To edit the server-specific deployment descriptor for any other application server:

  • Double-click the deployment descriptor node. The IDE opens the XML source of the deployment descriptor in the Source Editor.

Note:

If you enter any XML syntax errors the IDE automatically alerts you. To fully ensure your changes have not caused any errors, you should verify the application client.

15.2.3 How to add a module to an enterprise application

EJB or web application modules can be deployed either by themselves or as a part of an enterprise application. Likewise, Java application clients can be either regular Java applications, or can be full Java EE application client modules. Adding an EJB module, web module, or application client module to an enterprise application lets you further configure the way those modules interact with each other.

When you add a module to an enterprise application, the IDE does the following:

  • Lists the module under the enterprise application's Java EE Modules node.

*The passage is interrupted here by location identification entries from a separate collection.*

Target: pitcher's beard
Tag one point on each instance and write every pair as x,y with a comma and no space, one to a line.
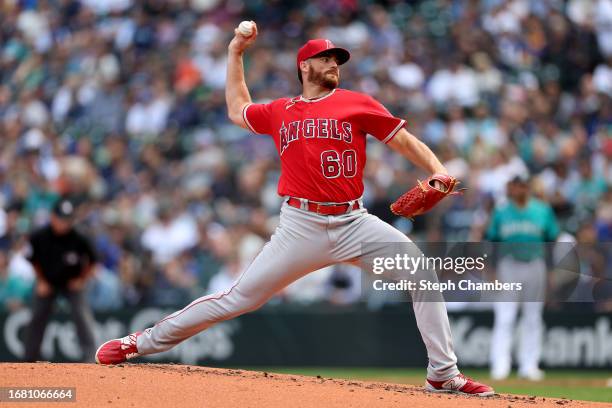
322,80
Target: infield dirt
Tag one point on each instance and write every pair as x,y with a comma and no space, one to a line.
161,385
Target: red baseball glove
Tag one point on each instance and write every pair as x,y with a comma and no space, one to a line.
424,196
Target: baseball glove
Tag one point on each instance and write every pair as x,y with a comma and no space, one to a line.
424,196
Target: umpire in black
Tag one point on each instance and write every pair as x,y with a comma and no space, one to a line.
64,260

  • Adds the module project to the enterprise application project's list of required projects. This means that the module project is cleaned and built whenever you clean and build the enterprise application project.

  • Adds a module reference to the enterprise application's general deployment descriptors.

  • Packages the module's build output (JAR file or WAR file) into the enterprise application's EAR file when building the project.

To add an existing module to an enterprise application:

  1. Open the module project and the enterprise application project.

  2. In the Projects window, right-click the enterprise application node for the Java EE application and choose Add Java EE Module.

  3. In the dialog box, select the module and click OK.

    You can only add standard projects to an enterprise application. You cannot add free-form projects to an enterprise application because the build and deploy process is not controlled by the IDE.